1019. Next Greater Node In Linked List.py

1019. Next Greater Node In Linked List
Medium/694/43

We are given a linked list with head as the first node.
Let's number the nodes in the list: node_1, node_2, node_3, ... etc.

Each node may have a next larger value:
for node_i, next_larger(node_i) is the node_j.val
such that j > i, node_j.val > node_i.val, and j is the smallest possible choice.
If such a j does not exist, the next larger value is 0.

Return an array of integers answer, where answer[i] = next_larger(node_{i+1}).

Note that in the example inputs (not outputs) below, arrays such as [2,1,5]
represent the serialization of a linked list with a head node value of 2, second
node value of 1, and third node value of 5.

Example 1:
Input: [2,1,5]
Output: [5,5,0]

Example 2:
Input: [2,7,4,3,5]
Output: [7,0,5,5,0]

Example 3:
Input:  [1,7,5,1,9,2,5,1]
Output: [7,9,9,9,0,5,0,0]

Note:
1 <= node.val <= 10^9 for each node in the linked list.
The given list has length in the range [0, 10000].

# Definition for singly-linked list.
# class ListNode:
#     def __init__(self, val=0, next=None):
#         self.val = val
#         self.next = next
"""
1. Naive:
for each node i, for loop from i to the end. Time: O(n^2), Space O(1)

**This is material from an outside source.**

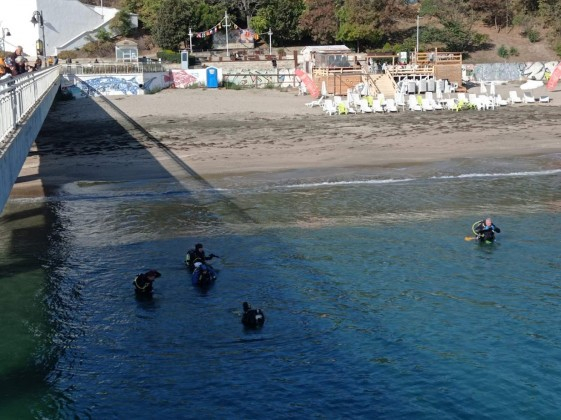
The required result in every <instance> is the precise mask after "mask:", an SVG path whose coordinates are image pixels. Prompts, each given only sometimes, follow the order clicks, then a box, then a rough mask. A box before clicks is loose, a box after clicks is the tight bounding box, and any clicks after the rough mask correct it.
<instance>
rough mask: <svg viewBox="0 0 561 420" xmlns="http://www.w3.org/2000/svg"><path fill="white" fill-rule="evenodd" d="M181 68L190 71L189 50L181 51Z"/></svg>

2. Stack? Maintain a monotonic decreasing stack (value, index)
Push the current element onto the stack if:
- the stack is emtpy, or
- curr is less than or equal to the top element
If curr is greater than the top element, then pop until curr is less than
or equal to the top element (or the stack is empty). Then add curr to the stack.
"""

class Solution:
    def nextLargerNodes(self, head: ListNode) -> List[int]:
        # Replicate the linked list to a list
        a = []
        curr = head
        while curr:
            a.append(curr.val)
            curr = curr.next
        # Maintain a decreasing stack of (value, index)
        s = []
        res = [0] * len(a)
        for i in range(len(a)):
            if not s or a[i] <= s[-1][0]:
                s.append((a[i], i))
            if a[i] > s[-1][0]:
                while s and a[i] > s[-1][0]:
                    top = s.pop()
                    res[top[1]] = a[i]
                s.append((a[i], i))
        return res

# We can also do this without converting to a list

class Solution:
    def nextLargerNodes(self, head: ListNode) -> List[int]:
        i = 0
        n = 0
        curr = head
        while curr:
            curr = curr.next
            n += 1
        s = []
        res = [0] * n
        curr = head
        while curr:
            if not s or curr.val <= s[-1]['val']:
                s.append({'val': curr.val, 'idx': i})
            if curr.val > s[-1]['val']:
                while s and curr.val > s[-1]['val']:
                    top = s.pop()
                    res[top['idx']] = curr.val
                s.append({'val': curr.val, 'idx': i})
            curr = curr.next
            i += 1
        return res

# Concise version

def nextLargerNodes(self, head):
    res = []
    stack = []
    while head:
        while stack and head.val > stack[-1][1]:
            res[stack.pop()[0]] = head.val
        stack.append([len(res), head.val])
        res.append(0)
        head = head.next
    return res